Une fugue courte, à peu de voix et peu de développements, prend le nom de fughetta. Le fugato désigne une écriture de style fugue assez libre, employée hors du cadre de la fugue proprement dite (développements de sonates, de symphonies, de quatuors). Le prélude, pièce d'introduction souvent liée à la fugue chez Bach (et parfois à la suite), conserve un caractère d'improvisation ; le couple prélude-fugue structure une large part du répertoire d'orgue et de clavier.

Bach et la postérité de la fugue

Bach, grand autodidacte, assimile les genres de clavier de l'Allemagne du Nord (variation, choral, toccata, prélude, fugue), la musique française (Couperin) et l'italienne (transcriptions de Vivaldi pour l'orgue). René Leibowitz le situe à la croisée de l'ancienne écriture contrapuntique et de l'harmonie naissante. Quand le goût bascule vers une mélodie simple soutenue par une harmonie claire, il persiste : Offrande musicale, Art de la Fugue. On le lit comme l'aboutissement de la polyphonie et du monde baroque.

La fugue se retrouve plus rarement ensuite, mais dans des œuvres capitales : Beethoven (Grande Fugue pour quatuor Opus 133, dernières sonates pour piano), Franck (Prélude, Fugue et Variation pour orgue ; Prélude, Choral et Fugue pour piano), Stravinsky (2e mouvement de la Symphonie des Psaumes), Bartók (1er mouvement de la Musique pour cordes, percussions et célesta), Ravel (2e pièce du Tombeau de Couperin), ainsi que des passages fugués dans les Requiem de Mozart et de Suppé. Pour le chanteur, ces pages vocales et instrumentales restent des laboratoires d'écoute polyphonique.

Repères chronologiques et œuvres clés

  • début du XVIe s. : ricercar ; Gabrieli, Frescobaldi.
  • fin du XVIIe s. : la fugue devient un genre majeur du baroque.
  • Bach : Clavier bien tempéré, fugues d'orgue, Art de la Fugue, Offrande musicale.
  • Beethoven : Grande Fugue Op. 133 ; dernières sonates pour piano.
  • XIXe-XXe s. : Franck, Ravel (Tombeau de Couperin), Stravinsky, Bartók.
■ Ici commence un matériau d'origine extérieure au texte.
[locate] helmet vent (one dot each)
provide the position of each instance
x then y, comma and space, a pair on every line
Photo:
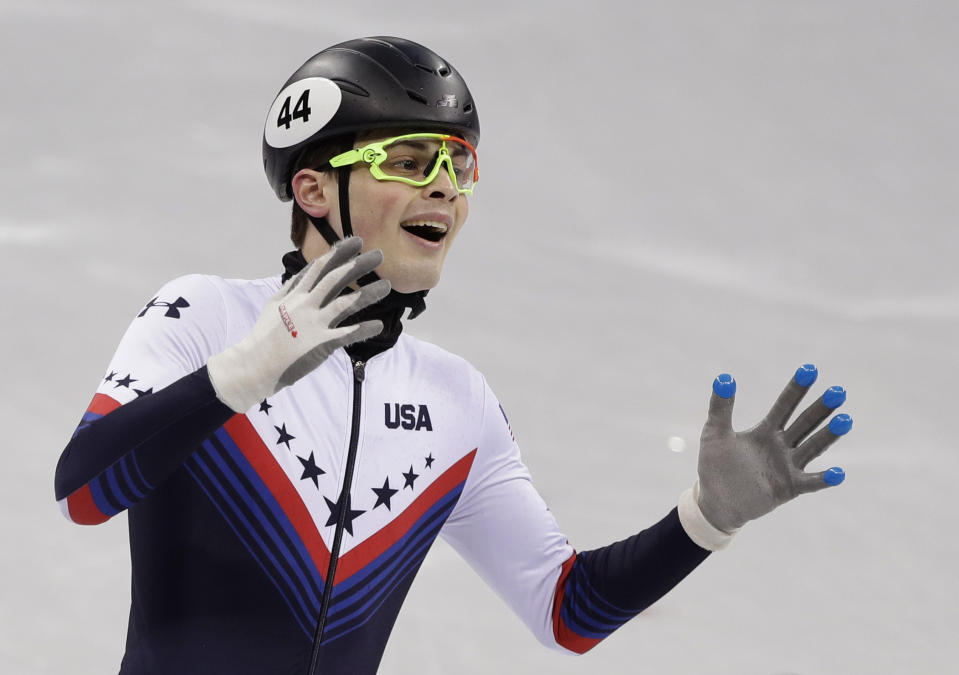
351, 87
419, 98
Questions fréquentes sur la fugue

Quelle est la définition de la fugue ?

Composition contrapuntique fondée sur l'imitation d'un sujet caractéristique ; forme la plus élaborée de l'art du contrepoint.

Quelle est la différence entre sujet et réponse ?

Le sujet s'énonce à la tonique ; la réponse reprend le thème à la dominante, parfois avec une mutation mélodique pour des raisons harmoniques.

Qu'est-ce que la strette ?

Passage où les entrées du sujet se font de façon plus rapprochée, souvent vers la fin de la fugue, avec une grande densité d'écriture.

Fugue, fugato et fughetta : quelles différences ?

La fugue est le genre complet ; le fugato est un style fugué libre dans un autre contexte ; la fughetta est une fugue courte à peu de voix et de développements.

Pourquoi la fugue intéresse-t-elle le chanteur ?

Elle forme l'oreille polyphonique : écouter les autres voix, placer son entrée, tenir le sujet ou le contresujet en chœur, cantate ou ensemble.

Sources et citations

Repères et citations pour approfondir le sujet.

  • Jean Mislin : musicologue, organiste et chef de choeurs, professeur d'Adeline Toniutti. Notes utilisées dans le cadre des recherches d'Adeline Toniutti.